Studio album by Merlin
- Released: March 21, 1989
- Recorded: 1988–1989
- Genre: Pop-rock; Folk-rock;
- Length: 32:50

Merlin chronology
| Merlin (1987) | Nešto lijepo treba da se desi (1989) | Peta strana svijeta (1990) |

= Nešto lijepo treba da se desi =

1989 studio album by Merlin

Nešto lijepo treba da se desi is the fourth studio album released by the former Yugoslavia's band Merlin in 1989. The greatest hit off the album was "Bosnom behar probeharao"; another hit was "Kad zamirišu jorgovani", which was originally performed as a duet by Vesna Zmijanac and Merlin's vocalist Dino Merlin.
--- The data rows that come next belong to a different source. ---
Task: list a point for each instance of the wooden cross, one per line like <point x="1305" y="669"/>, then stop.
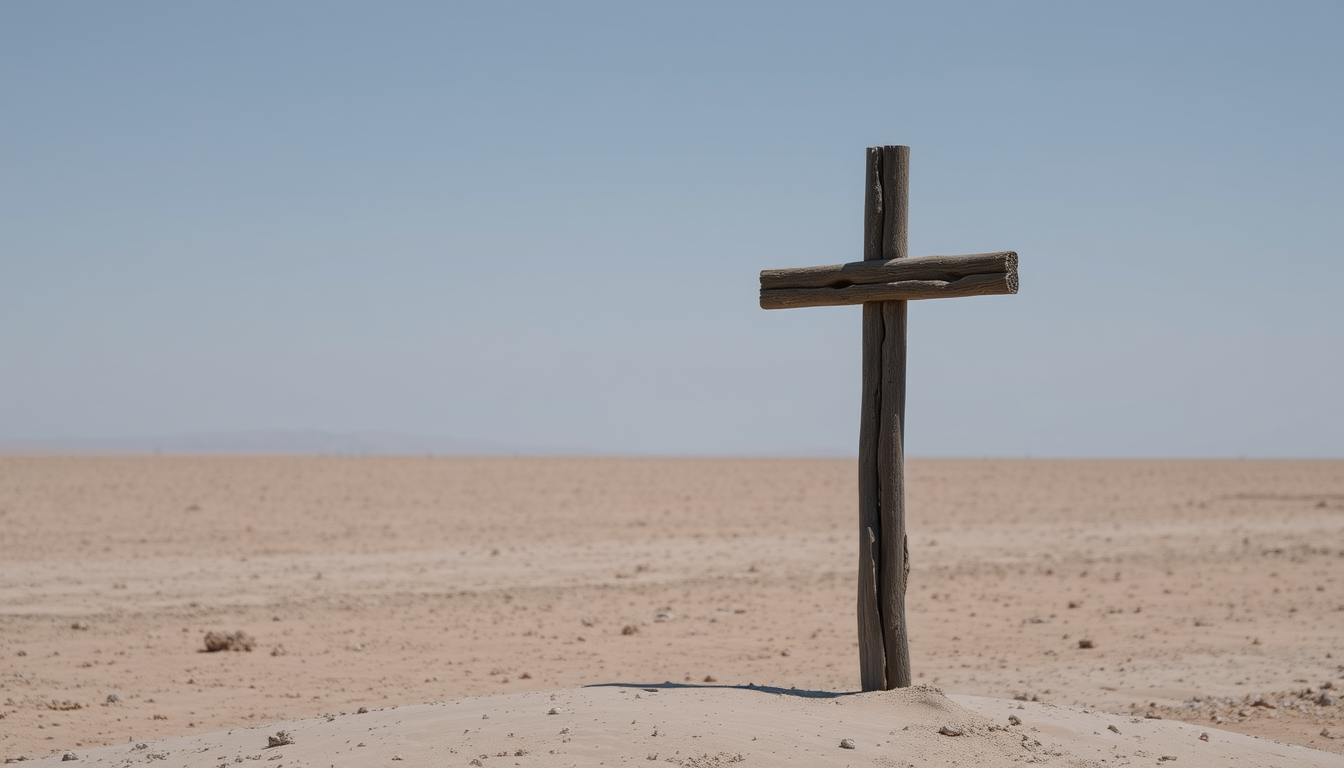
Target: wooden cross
<point x="883" y="281"/>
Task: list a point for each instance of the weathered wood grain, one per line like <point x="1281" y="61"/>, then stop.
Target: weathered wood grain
<point x="903" y="291"/>
<point x="891" y="460"/>
<point x="945" y="268"/>
<point x="872" y="657"/>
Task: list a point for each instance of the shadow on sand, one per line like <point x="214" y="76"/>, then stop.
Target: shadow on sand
<point x="653" y="687"/>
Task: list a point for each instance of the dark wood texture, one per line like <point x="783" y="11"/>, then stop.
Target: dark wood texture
<point x="872" y="657"/>
<point x="891" y="462"/>
<point x="883" y="283"/>
<point x="903" y="291"/>
<point x="945" y="268"/>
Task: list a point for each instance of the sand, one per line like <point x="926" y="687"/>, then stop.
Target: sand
<point x="436" y="591"/>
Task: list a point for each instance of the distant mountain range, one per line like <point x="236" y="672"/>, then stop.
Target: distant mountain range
<point x="309" y="443"/>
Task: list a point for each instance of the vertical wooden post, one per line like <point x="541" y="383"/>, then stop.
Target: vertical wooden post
<point x="891" y="455"/>
<point x="872" y="657"/>
<point x="883" y="642"/>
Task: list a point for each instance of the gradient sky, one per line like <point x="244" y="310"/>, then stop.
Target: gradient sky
<point x="543" y="222"/>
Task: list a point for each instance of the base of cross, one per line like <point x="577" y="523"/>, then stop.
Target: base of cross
<point x="883" y="281"/>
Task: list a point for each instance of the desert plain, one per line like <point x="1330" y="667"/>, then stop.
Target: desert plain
<point x="534" y="611"/>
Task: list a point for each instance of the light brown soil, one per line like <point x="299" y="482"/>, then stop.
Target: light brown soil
<point x="1200" y="585"/>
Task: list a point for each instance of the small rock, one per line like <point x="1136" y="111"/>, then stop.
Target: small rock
<point x="217" y="642"/>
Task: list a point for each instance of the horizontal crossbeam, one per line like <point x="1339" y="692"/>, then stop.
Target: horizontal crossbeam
<point x="895" y="280"/>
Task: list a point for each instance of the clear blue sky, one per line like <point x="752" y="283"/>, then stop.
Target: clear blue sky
<point x="543" y="222"/>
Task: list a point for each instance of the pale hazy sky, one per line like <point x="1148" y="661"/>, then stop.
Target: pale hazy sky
<point x="543" y="222"/>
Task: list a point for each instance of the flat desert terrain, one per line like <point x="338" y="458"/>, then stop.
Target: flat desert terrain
<point x="1124" y="612"/>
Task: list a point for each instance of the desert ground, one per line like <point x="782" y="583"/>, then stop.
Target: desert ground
<point x="1192" y="604"/>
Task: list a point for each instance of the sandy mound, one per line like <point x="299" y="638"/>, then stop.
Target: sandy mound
<point x="711" y="726"/>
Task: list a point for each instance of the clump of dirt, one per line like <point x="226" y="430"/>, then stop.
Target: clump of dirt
<point x="229" y="642"/>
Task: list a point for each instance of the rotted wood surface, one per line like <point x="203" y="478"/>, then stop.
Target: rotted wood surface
<point x="872" y="655"/>
<point x="891" y="432"/>
<point x="902" y="291"/>
<point x="945" y="268"/>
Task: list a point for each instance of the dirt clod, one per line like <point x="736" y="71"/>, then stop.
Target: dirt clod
<point x="229" y="642"/>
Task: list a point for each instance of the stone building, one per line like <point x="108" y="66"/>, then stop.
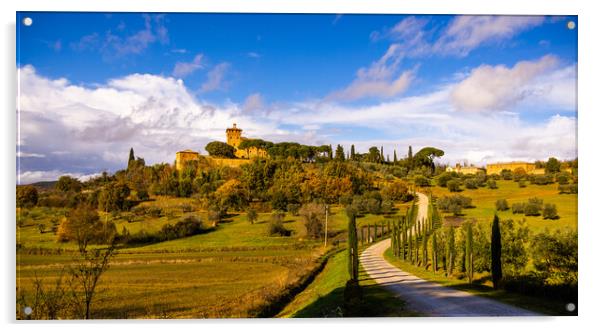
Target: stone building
<point x="233" y="138"/>
<point x="513" y="166"/>
<point x="464" y="169"/>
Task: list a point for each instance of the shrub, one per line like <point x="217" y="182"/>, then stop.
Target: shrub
<point x="27" y="196"/>
<point x="313" y="219"/>
<point x="515" y="236"/>
<point x="533" y="207"/>
<point x="293" y="209"/>
<point x="397" y="191"/>
<point x="550" y="212"/>
<point x="454" y="204"/>
<point x="188" y="226"/>
<point x="555" y="255"/>
<point x="501" y="205"/>
<point x="567" y="188"/>
<point x="454" y="186"/>
<point x="252" y="215"/>
<point x="518" y="208"/>
<point x="443" y="178"/>
<point x="422" y="181"/>
<point x="471" y="184"/>
<point x="542" y="180"/>
<point x="276" y="226"/>
<point x="506" y="174"/>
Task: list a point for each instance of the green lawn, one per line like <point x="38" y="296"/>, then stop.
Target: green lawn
<point x="484" y="201"/>
<point x="485" y="289"/>
<point x="324" y="297"/>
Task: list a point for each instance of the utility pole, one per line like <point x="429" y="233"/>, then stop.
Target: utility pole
<point x="326" y="226"/>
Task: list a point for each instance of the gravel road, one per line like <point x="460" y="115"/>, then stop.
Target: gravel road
<point x="429" y="298"/>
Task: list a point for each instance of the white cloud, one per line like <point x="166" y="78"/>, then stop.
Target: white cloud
<point x="382" y="79"/>
<point x="183" y="69"/>
<point x="21" y="154"/>
<point x="467" y="32"/>
<point x="87" y="129"/>
<point x="499" y="87"/>
<point x="215" y="78"/>
<point x="52" y="175"/>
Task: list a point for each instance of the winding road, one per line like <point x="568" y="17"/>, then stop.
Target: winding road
<point x="425" y="297"/>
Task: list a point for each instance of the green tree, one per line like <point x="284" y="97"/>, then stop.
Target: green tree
<point x="252" y="215"/>
<point x="496" y="252"/>
<point x="451" y="250"/>
<point x="552" y="165"/>
<point x="68" y="184"/>
<point x="339" y="153"/>
<point x="220" y="149"/>
<point x="550" y="212"/>
<point x="374" y="155"/>
<point x="469" y="252"/>
<point x="27" y="196"/>
<point x="353" y="261"/>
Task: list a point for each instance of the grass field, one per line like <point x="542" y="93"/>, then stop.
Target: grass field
<point x="228" y="272"/>
<point x="482" y="288"/>
<point x="484" y="201"/>
<point x="324" y="297"/>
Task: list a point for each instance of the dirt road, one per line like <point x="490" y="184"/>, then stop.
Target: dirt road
<point x="429" y="298"/>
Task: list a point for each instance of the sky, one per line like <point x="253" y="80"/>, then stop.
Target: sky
<point x="482" y="88"/>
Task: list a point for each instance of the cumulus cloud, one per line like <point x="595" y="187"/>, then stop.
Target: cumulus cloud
<point x="499" y="87"/>
<point x="182" y="69"/>
<point x="216" y="78"/>
<point x="381" y="79"/>
<point x="87" y="129"/>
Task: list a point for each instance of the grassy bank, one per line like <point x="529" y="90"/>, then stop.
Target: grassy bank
<point x="324" y="297"/>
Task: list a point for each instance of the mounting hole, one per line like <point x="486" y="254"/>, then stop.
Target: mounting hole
<point x="570" y="25"/>
<point x="27" y="310"/>
<point x="570" y="307"/>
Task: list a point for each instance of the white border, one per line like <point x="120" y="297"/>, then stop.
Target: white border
<point x="589" y="25"/>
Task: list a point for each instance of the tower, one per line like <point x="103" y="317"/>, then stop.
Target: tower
<point x="233" y="136"/>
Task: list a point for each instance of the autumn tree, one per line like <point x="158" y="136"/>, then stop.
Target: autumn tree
<point x="27" y="196"/>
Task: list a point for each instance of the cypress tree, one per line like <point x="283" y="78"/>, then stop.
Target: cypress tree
<point x="450" y="251"/>
<point x="403" y="239"/>
<point x="132" y="158"/>
<point x="424" y="251"/>
<point x="339" y="153"/>
<point x="434" y="251"/>
<point x="496" y="252"/>
<point x="353" y="261"/>
<point x="469" y="252"/>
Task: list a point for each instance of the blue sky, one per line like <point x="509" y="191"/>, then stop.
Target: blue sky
<point x="94" y="84"/>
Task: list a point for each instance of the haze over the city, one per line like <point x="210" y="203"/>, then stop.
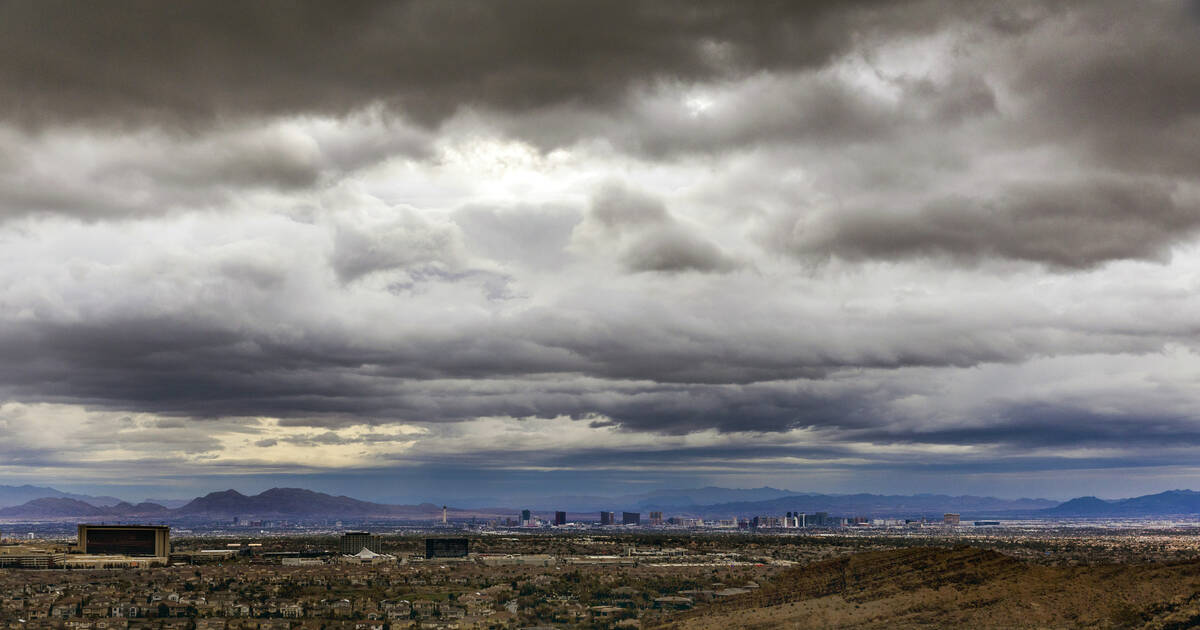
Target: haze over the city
<point x="457" y="250"/>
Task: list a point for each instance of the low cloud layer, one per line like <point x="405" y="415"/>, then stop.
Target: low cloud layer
<point x="826" y="241"/>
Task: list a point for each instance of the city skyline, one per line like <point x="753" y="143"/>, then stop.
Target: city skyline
<point x="441" y="251"/>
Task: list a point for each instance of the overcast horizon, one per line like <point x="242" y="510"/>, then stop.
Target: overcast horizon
<point x="426" y="251"/>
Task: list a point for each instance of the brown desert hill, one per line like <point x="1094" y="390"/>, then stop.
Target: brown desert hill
<point x="961" y="587"/>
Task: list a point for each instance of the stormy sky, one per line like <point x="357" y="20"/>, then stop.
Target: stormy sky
<point x="436" y="250"/>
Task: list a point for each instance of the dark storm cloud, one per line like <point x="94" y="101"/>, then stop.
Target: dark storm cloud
<point x="647" y="237"/>
<point x="1072" y="225"/>
<point x="1060" y="425"/>
<point x="192" y="63"/>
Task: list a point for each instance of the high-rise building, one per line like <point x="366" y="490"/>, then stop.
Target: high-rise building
<point x="355" y="541"/>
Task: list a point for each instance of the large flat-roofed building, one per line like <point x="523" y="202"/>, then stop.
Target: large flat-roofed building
<point x="125" y="540"/>
<point x="355" y="541"/>
<point x="447" y="547"/>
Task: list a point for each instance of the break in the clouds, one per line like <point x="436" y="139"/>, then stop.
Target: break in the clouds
<point x="819" y="245"/>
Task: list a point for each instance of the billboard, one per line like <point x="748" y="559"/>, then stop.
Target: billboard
<point x="131" y="540"/>
<point x="447" y="547"/>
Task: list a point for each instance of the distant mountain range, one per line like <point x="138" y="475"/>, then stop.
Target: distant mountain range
<point x="1170" y="503"/>
<point x="18" y="495"/>
<point x="298" y="503"/>
<point x="275" y="503"/>
<point x="60" y="508"/>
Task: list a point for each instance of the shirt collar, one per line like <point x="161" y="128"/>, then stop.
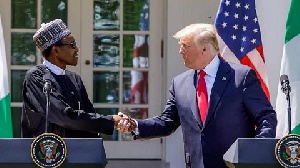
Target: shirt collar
<point x="53" y="68"/>
<point x="212" y="68"/>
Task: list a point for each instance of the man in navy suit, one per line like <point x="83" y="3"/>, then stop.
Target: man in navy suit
<point x="237" y="105"/>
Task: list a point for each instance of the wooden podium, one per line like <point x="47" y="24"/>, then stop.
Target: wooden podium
<point x="81" y="153"/>
<point x="252" y="153"/>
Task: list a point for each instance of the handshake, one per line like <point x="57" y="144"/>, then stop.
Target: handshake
<point x="124" y="123"/>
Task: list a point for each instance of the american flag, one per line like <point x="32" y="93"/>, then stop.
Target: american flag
<point x="240" y="37"/>
<point x="139" y="79"/>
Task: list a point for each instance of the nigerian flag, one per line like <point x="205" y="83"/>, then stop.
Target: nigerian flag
<point x="5" y="111"/>
<point x="290" y="65"/>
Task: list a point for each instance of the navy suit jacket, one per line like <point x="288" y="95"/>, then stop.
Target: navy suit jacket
<point x="238" y="108"/>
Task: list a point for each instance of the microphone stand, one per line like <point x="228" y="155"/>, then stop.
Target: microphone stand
<point x="47" y="90"/>
<point x="289" y="112"/>
<point x="286" y="90"/>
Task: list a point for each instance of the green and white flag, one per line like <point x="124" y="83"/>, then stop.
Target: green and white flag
<point x="5" y="110"/>
<point x="290" y="65"/>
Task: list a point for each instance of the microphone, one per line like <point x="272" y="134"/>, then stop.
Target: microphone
<point x="285" y="84"/>
<point x="47" y="89"/>
<point x="47" y="83"/>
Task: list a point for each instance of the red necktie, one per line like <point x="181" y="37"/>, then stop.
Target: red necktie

The album received Golden Bird award for reportedly sold over 300,000 copies.

==Track listing==

| No. | Title | Writer(s) | Length |
|---|---|---|---|
| 1. | "Mjesečina" | Jim Brown; Robin Campbell; Earl Falconer; Norman Hassan; Brian Travers; Ali Campbell; Michael Virtue; Terrence Wilson; Goran Mačužić; D. Merlin; | 3:09 |
| 2. | "Bosnom behar probeharao" |  | 4:29 |
| 3. | "Zar je to sve što imam od tebe" |  | 3:59 |
| 4. | "Ne plači mati" |  | 4:49 |
| 5. | "Nešto lijepo treba da se desi" |  | 3:06 |
| 6. | "Kad zamirišu jorgovani" |  | 4:54 |
| 7. | "Danas sam OK" |  | 3:46 |
| 8. | "Je l' Sarajevo gdje je nekad bilo" |  | 4:35 |

==Covered song and samples==

- "Mjesečina" contains samples from and is inspired by "Where Did I Go Wrong", as written and performed by UB40.